The Deep Learning Behind Radiology (IBM and Zebra Medical)
Details
We will have two lectures (approx. 35-40 minutes each) in Hebrew. Light refreshments will be served before the first lecture.
Estimated schedule:
1800 refreshments at the J&J conference hall (3rd floor)
1830 First lecture
1920 Second lecture
First lecture:
Lecturer: Dr. Ayelet Akselrod-Ballin, Medical Imaging Research & Technology Lead at IBM Research.
Title: Will AI change Radiology?
Artificial intelligence is rapidly evolving in the healthcare domain. Recent advances in deep learning have reported notable results including pneumonia detection on chest X-Rays, classification of skin cancer, and detection of diabetic retinopathy in retinal fundus photographs. Medical Sieve, is an ambitious long-term exploratory IBM grand challenge to build a next generation cognitive assistant with advanced multimodal analytics, clinical knowledge, reasoning and deep learning capabilities that is qualified to assist in clinical decision making in radiology. This talk will present some of the challenges and results obtained throughout this project, focusing on the breast imaging domain.
Dr. Ayelet Akselrod-Ballin research focuses on developing novel technologies for computer vision, machine learning, deep learning and biomedical image analysis. Ayelet did her postdoctoral studies in the Computational Radiology Laboratory at Harvard Medical School, Children's Hospital (Boston). She received her PhD in applied mathematics and computer science in 2007 from Weizmann Institute of Science, and her MSc in computer science (magna cum laude) and a BSc in physics and computer science (magna cum laude) from Tel-Aviv University, Israel. Prior to joining IBM she was the computer vision and algorithms team leader at the Israeli Ministry of Defense and an image analysis expert at Aposense Ltd.
Second lecture:
Lecturer: Dr. Jonathan Laserson, Lead AI researcher at Zebra Medical.
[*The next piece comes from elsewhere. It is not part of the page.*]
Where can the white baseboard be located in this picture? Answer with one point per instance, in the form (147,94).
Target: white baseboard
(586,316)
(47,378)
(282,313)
Title: Embrace The Noise: Mining Clinical Reports to Gain a Broad Understanding of Chest X-rays
The chest X-ray scan is by far the most commonly performed radiological examination for screening and diagnosis of many cardiac and pulmonary diseases. It also one of the hardest to interpret, with disagreement rating of around 30% even for experienced radiologists. At Zebra, we have access to millions of X-ray scans, as well as their accompanied anonymized textual reports written by hospital radiologists. Can this data be used to teach an algorithm to identify significant clinical findings from these scans? By manually tagging a relatively small set of sentences, we were able to construct a training set of almost 1M studies over the 40 most prevalent chest X-ray pathologies. A deep learning model was trained to predict the findings given the patient frontal and lateral scans. We compared the model's predictions to those made by a team of radiologists. Would the average radiologist agree more with his/her colleagues or with the model?
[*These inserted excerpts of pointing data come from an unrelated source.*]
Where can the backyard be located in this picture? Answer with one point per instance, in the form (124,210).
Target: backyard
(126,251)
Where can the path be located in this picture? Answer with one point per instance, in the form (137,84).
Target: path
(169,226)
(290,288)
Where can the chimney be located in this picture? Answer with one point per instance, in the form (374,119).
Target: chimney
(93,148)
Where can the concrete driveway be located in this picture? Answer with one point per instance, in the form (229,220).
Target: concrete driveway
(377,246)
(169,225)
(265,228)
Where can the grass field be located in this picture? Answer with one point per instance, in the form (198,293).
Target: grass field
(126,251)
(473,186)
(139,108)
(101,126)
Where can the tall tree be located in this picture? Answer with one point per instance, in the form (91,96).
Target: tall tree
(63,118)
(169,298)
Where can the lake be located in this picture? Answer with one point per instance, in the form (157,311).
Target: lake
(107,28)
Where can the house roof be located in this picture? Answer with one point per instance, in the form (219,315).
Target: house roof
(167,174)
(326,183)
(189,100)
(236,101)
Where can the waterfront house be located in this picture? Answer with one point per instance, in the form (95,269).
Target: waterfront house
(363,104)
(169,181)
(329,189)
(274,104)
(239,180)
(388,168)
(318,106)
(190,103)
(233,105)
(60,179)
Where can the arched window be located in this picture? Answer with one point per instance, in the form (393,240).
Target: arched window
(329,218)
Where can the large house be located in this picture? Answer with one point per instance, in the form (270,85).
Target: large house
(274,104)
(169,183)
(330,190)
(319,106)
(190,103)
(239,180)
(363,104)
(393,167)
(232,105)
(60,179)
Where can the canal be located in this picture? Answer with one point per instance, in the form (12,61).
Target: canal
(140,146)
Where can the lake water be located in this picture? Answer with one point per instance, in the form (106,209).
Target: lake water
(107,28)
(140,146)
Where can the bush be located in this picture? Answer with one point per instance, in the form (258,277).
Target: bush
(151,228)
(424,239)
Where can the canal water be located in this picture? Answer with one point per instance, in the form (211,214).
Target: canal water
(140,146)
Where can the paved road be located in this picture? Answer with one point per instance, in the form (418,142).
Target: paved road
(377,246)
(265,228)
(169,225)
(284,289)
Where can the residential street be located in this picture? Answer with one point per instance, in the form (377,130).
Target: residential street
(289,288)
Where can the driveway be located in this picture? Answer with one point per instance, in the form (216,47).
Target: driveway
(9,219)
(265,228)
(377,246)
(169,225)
Dr. Jonathan Laserson is a senior researcher at Zebra Medical Vision and a Machine Learning expert and consultant. He has a PhD from the Computer Science AI lab at Stanford University and was a lecturer at Bar-Ilan University. After a few years doing machine learning at Google and IBM, today he is focused on Deep Learning algorithms and their application to medical images understanding.